Certes, dans la sphère académique, tel que nous l’expliciterons au chapitre portant sur la problématique de cette recherche, la question de l’acceptabilité sociale a fait, au Québec comme ailleurs, l’objet d’un intérêt soutenu depuis une quinzaine d’années. La recherche s’est beaucoup intéressée aux facteurs influençant la réponse du public et, plus récemment, au développement conceptuel et théorique de la notion. Plusieurs facteurs d’influence faisant intervenir l’État, notamment en lien avec le processus de décision et le cadre institutionnel entourant les projets, ont été mis en évidence, de même que le rôle de certaines institutions publiques telles le Bureau d’audiences publiques en environnement (BAPE) ou encore de certains outils et instruments de l’action publique ou de champs de compétence privilégiés telle l’évaluation environnementale de grands projets.

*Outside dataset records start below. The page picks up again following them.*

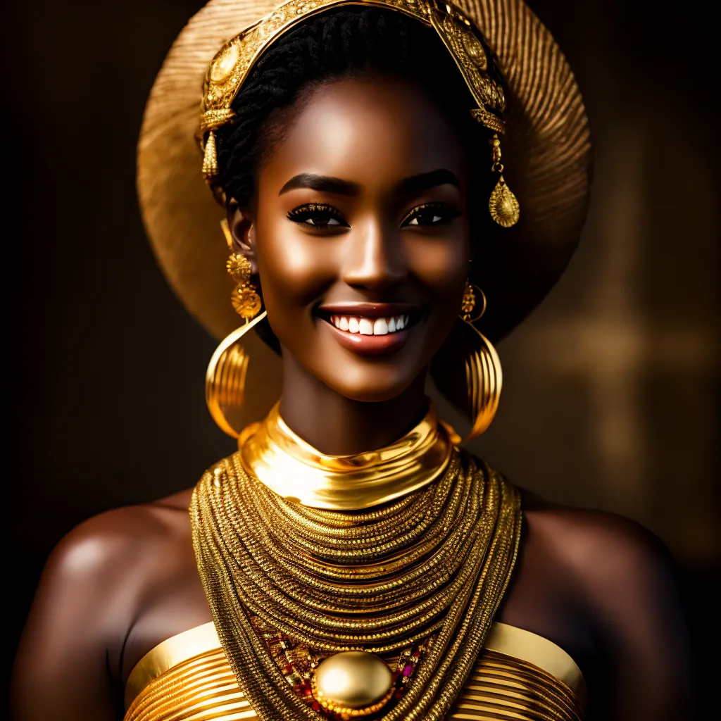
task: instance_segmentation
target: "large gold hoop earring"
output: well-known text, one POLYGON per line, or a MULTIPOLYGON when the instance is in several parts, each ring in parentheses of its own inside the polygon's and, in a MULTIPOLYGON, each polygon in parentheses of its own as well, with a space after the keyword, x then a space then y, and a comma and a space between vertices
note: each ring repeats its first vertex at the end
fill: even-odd
POLYGON ((257 318, 226 336, 216 348, 205 371, 205 404, 218 428, 234 438, 239 431, 231 425, 224 408, 242 406, 245 399, 245 376, 250 357, 240 344, 240 339, 267 315, 263 311, 257 318))
POLYGON ((211 358, 205 371, 205 404, 218 428, 236 438, 239 432, 230 424, 224 408, 238 407, 245 400, 245 377, 250 358, 240 344, 240 339, 257 325, 267 313, 263 311, 257 317, 253 317, 260 310, 262 301, 255 286, 250 283, 250 261, 232 252, 232 237, 226 221, 221 221, 221 227, 231 250, 226 269, 237 283, 231 296, 231 303, 245 323, 224 338, 211 358))
POLYGON ((446 397, 456 399, 454 402, 471 417, 470 432, 462 439, 455 436, 454 441, 457 443, 466 443, 486 430, 500 399, 503 385, 500 359, 491 342, 473 324, 485 309, 483 291, 466 280, 459 314, 462 322, 456 324, 451 343, 438 354, 443 372, 434 374, 436 385, 446 397), (464 402, 460 403, 464 395, 464 402))

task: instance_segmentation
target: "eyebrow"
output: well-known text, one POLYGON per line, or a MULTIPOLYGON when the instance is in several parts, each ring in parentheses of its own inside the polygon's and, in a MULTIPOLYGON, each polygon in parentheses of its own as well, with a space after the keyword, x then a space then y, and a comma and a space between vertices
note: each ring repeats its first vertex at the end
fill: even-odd
MULTIPOLYGON (((459 189, 461 187, 461 182, 454 173, 445 168, 440 168, 438 170, 431 170, 427 173, 419 173, 417 175, 404 178, 397 184, 396 190, 402 195, 411 195, 446 184, 455 185, 459 189)), ((284 193, 296 188, 309 188, 319 193, 331 193, 338 195, 357 195, 360 186, 350 180, 343 180, 328 175, 298 173, 280 188, 278 195, 282 195, 284 193)))

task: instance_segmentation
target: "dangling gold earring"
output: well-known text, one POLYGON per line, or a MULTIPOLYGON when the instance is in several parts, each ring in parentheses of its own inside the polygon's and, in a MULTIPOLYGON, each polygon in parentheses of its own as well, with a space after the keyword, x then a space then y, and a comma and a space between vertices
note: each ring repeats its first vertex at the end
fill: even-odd
POLYGON ((236 438, 239 433, 229 423, 223 409, 242 405, 245 397, 245 376, 249 358, 239 341, 265 317, 266 312, 263 311, 257 318, 253 318, 262 304, 255 286, 250 283, 250 261, 244 255, 232 252, 232 236, 227 221, 221 221, 221 226, 231 252, 226 268, 238 284, 231 296, 231 303, 236 313, 245 319, 245 323, 223 340, 208 364, 205 403, 221 430, 236 438))
POLYGON ((510 188, 506 185, 505 180, 503 180, 503 164, 500 162, 500 140, 498 138, 497 133, 493 133, 491 144, 493 157, 491 172, 498 173, 500 177, 488 200, 488 210, 490 211, 491 218, 498 225, 510 228, 518 222, 521 206, 516 196, 510 192, 510 188))
POLYGON ((473 426, 471 432, 464 438, 464 443, 480 435, 490 425, 498 410, 503 384, 500 360, 495 348, 473 324, 485 310, 486 296, 483 291, 466 280, 460 317, 471 339, 465 367, 466 388, 473 426))

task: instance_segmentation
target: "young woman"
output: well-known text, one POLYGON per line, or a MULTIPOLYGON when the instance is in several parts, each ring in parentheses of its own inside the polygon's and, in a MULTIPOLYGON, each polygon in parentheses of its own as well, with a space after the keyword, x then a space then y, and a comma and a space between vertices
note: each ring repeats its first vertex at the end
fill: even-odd
POLYGON ((214 0, 178 39, 141 194, 190 311, 218 335, 233 309, 245 322, 207 381, 239 450, 194 490, 61 542, 16 718, 688 716, 663 547, 513 487, 425 394, 430 371, 472 433, 487 427, 487 337, 562 272, 588 187, 583 105, 547 31, 520 0, 463 8, 214 0), (192 147, 201 66, 226 263, 192 147), (283 391, 244 430, 252 329, 280 350, 283 391))

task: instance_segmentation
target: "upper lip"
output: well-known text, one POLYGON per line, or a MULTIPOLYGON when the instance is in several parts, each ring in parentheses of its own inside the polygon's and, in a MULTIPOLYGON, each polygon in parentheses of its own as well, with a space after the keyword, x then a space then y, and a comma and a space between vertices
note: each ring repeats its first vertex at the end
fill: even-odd
POLYGON ((415 303, 324 303, 318 310, 329 315, 384 318, 415 313, 420 310, 420 306, 415 303))

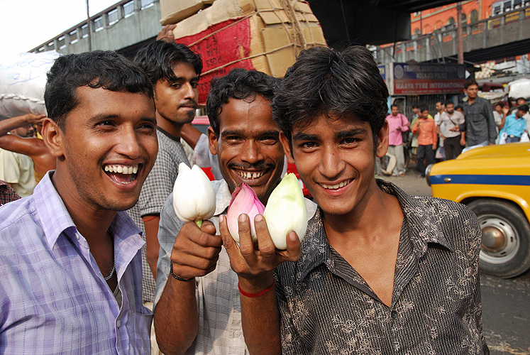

Cependant, malgré un vaste corpus traitant de différents instruments de l’action publique en environnement et de façon moindre en contexte de grands projets, il n’existe pas actuellement de perspective globale portant spécifiquement sur les différentes interventions critiques de l’État au regard de leur influence potentielle sur la réponse du public à un grand projet. De plus, au-delà de la mise en évidence d’une telle influence potentielle, les visées implicites ou les résultats attendus de celles-ci, de même que les fondements, principes et conceptions de l’État sur lesquels elles s’appuient sont rarement précisés et discutés, ni situés au regard d’éventuelles attentes sociales à cet effet.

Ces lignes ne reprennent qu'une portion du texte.